“These steaks are too high.”
If you have shopped at your local grocery lately, then you know this to be true. But from a figurative perspective, the stakes of this election cycle could be the most important in generations. Aside from the matter of who will occupy the Oval Office for the next four to eight years, other key appointments are looming as well — the vacancy on the Supreme Court and several House seats that are up for grabs this fall, for instance.
Back to high stakes…
The driving force behind most free market economies is the price of goods and services. While the cost of a cut of meat can be one prime example (no pun intended), other commodities factor in as well: gas prices, interest rates when borrowing for your first home, rising cost of education, and the ever-looming storm cloud of student loan debt that follows. These also are considerations when checking the pulse of how satisfied or dissatisfied people are.
Compared to other societies, Americans are doing rather well. But compared to the America our grandparents knew, there are signs that may worry future generations. The cost of living is a huge indication of how often the “r-word” is mentioned. I endured the recessions of the early ‘70s, the ‘80s, and the late 90’s. These last eight years have seemed worse by far, especially in terms of how deep it has been felt in the old wallet.
As Christians, should we be worried?
Someone once shared with me, “Worry is interest on a debt which you may never owe.” I try to remind myself that no matter my circumstances, God is always in control of the situation.

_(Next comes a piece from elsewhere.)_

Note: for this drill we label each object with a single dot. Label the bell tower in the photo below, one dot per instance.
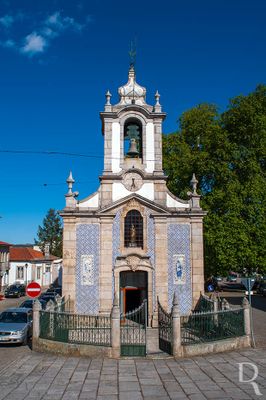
(132, 132)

But it is our human desire to predict and control the future. That is the evidence of a character flaw and part of the DNA in mankind — his sinful nature. Worry will not only rob you of sleep; it can and will rob you of the blessings promised by God.
Let’s see what Jesus said about worry in Matthew 6:25-27:
“Therefore I tell you, do not worry about your life, what you will eat or drink; or about your body, what you will wear. Is not life more than food, and the body more than clothes? Look at the birds of the air; they do not sow or reap or store away in barns, and yet your heavenly Father feeds them. Are you not much more valuable than they? Can anyone of you by worrying add a single hour to your life?”
As a member of the body of Christ, my first obligation is to the other members. Yes, we do have a civic duty to participate in the political process, but ask yourself, “When should I place my political views above my faith?” I would argue never.
So, when a politician, or anyone for that matter, tries to sell you on the price of worry, hold on to your trust in God’s promises… and your wallet.